Michael Jones-Correa (PhD Princeton) is the President’s Distinguished Professor of Political Science, with research interests in Inter-ethnic contact and coalition-building in urban politics; immigrant incorporation, naturalization and political mobilization; and Latino politics and public opinion. He is co-author of Holding Fast: Resilience and Civic Engagement among Latino Immigrants (Russell Sage 2020), Latinos in the New Millennium (Cambridge, 2012) and Latino Lives in America: Making It Home(Temple, 2010), the author of Between Two Nations: The Political Predicament of Latinos in New York City (Cornell, 1998), the editor of Governing American Cities: Inter-Ethnic Coalitions, Competition and Conflict (Russell Sage Foundation, 2001) and co-editor of Outsiders No More? Models of Immigrant Political Incorporation (Oxford 2013. He has published in the American Political Science Review, the American Journal of Political Science and the Social Science Quarterly, among other journals.

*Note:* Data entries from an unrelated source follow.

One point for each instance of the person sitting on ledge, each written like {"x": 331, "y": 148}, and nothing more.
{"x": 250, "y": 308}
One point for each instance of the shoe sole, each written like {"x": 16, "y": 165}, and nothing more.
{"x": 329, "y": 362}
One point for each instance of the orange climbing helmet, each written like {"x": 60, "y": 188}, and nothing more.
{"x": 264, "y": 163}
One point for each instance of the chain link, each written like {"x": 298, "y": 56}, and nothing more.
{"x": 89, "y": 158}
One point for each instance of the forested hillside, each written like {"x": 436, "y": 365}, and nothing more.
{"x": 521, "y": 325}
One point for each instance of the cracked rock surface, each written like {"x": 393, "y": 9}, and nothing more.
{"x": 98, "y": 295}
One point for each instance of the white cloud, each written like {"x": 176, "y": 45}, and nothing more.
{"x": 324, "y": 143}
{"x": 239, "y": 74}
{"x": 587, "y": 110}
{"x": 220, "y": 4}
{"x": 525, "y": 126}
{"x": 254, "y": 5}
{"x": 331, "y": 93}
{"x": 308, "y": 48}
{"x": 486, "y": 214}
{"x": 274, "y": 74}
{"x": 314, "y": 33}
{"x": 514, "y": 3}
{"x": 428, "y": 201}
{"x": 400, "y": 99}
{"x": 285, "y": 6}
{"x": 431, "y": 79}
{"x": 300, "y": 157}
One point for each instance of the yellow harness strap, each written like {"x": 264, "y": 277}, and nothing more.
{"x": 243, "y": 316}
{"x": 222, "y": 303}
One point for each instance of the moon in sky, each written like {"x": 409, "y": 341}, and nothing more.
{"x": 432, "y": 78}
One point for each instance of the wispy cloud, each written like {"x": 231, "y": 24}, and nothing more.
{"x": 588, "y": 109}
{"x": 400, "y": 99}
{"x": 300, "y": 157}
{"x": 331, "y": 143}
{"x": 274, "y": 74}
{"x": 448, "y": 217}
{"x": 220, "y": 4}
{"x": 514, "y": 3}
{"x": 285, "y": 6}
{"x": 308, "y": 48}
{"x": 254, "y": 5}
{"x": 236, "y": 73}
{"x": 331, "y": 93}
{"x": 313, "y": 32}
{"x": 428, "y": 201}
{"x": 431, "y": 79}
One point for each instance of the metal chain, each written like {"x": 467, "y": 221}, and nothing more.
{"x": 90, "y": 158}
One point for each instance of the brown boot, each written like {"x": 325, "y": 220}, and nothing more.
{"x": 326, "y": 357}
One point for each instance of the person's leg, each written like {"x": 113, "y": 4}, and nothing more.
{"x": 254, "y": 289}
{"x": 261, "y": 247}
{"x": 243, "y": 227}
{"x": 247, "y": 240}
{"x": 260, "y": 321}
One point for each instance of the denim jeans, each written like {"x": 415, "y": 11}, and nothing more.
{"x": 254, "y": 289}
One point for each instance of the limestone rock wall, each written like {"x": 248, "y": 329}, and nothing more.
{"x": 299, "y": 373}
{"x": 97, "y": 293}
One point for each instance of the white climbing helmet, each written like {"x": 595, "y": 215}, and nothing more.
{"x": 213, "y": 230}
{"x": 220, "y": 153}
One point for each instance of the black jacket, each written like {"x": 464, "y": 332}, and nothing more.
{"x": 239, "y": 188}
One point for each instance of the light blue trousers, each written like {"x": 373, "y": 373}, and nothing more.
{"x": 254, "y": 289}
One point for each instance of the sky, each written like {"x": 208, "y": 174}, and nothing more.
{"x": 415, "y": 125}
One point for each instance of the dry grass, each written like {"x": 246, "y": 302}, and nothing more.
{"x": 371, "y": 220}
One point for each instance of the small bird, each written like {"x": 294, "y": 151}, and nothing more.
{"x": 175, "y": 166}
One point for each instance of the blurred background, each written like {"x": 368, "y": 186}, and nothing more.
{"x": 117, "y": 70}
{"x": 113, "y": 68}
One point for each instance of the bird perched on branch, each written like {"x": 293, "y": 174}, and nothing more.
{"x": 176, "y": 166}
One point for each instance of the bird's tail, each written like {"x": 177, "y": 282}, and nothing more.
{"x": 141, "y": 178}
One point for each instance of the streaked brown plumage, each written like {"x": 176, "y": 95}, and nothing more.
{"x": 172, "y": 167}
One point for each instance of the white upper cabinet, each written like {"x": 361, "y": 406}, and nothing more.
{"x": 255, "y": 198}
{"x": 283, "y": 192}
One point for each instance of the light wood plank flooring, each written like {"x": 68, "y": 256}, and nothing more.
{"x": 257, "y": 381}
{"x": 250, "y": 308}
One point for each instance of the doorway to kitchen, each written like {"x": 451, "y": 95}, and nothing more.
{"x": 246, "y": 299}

Among other projects, Jones-Correa was a co-PI of the 2012 and 2016 Latino Immigrant National Election Study; the Philadelphia-Atlanta Project, a collaborative research project on contact, trust and civic participation among immigrant and native-born residents of Philadelphia and Atlanta; and the 2006 Latino National Survey, a national state-stratified survey of Latinos in the United States. His research has received support from the Carnegie, Ford, MacArthur, Robert Wood Johnson, Russell Sage and National Science foundations. At the University of Pennsylvania, he was founding director of the Center for the Study of Race, Ethnicity and Immigration (CSERI)
Jones-Correa serves on the Board of Trustees of the Russell Sage Foundation, having previously served on the Board of Overseers for the American National Election Studies (ANES) Board of Overseers, as Chair of the Council for the Inter-University Consortium for Political and Social Research (ICPSR), on the Committee on the Redesign of US Naturalization Test for the National Academy of Sciences, as well as vice president of the American Political Science Association. He was previously on the faculty of Harvard and Cornell universities, and has been a visiting fellow at the Russell Sage Foundation, the Woodrow Wilson International Center for Scholars, and the Center for the Study of Democratic Politics at Princeton University, as well as being appointed as the John L. Kluge Chair at the Library of Congress. In 2025 was elected as the Robert A. Dahl Fellow to the National Academy of Political and Social Science.
Undergraduate Courses:
“Dilemmas of Immigration,” PoliSci 242.
“The Politics of Slow-Moving Crises,” PoliSci 220.
“Philadelphia: Power, Space and Diversity,” PoliSci 398.
Graduate Courses:
“Comparative Politics of Immigration,” PoliSci 798.
"Emerging Frontiers in Latinx Politics," PoliSci 799.
“Political Behavior,” PoliSci 599.
“Politics, Groups and Identities,” PoliSci 598.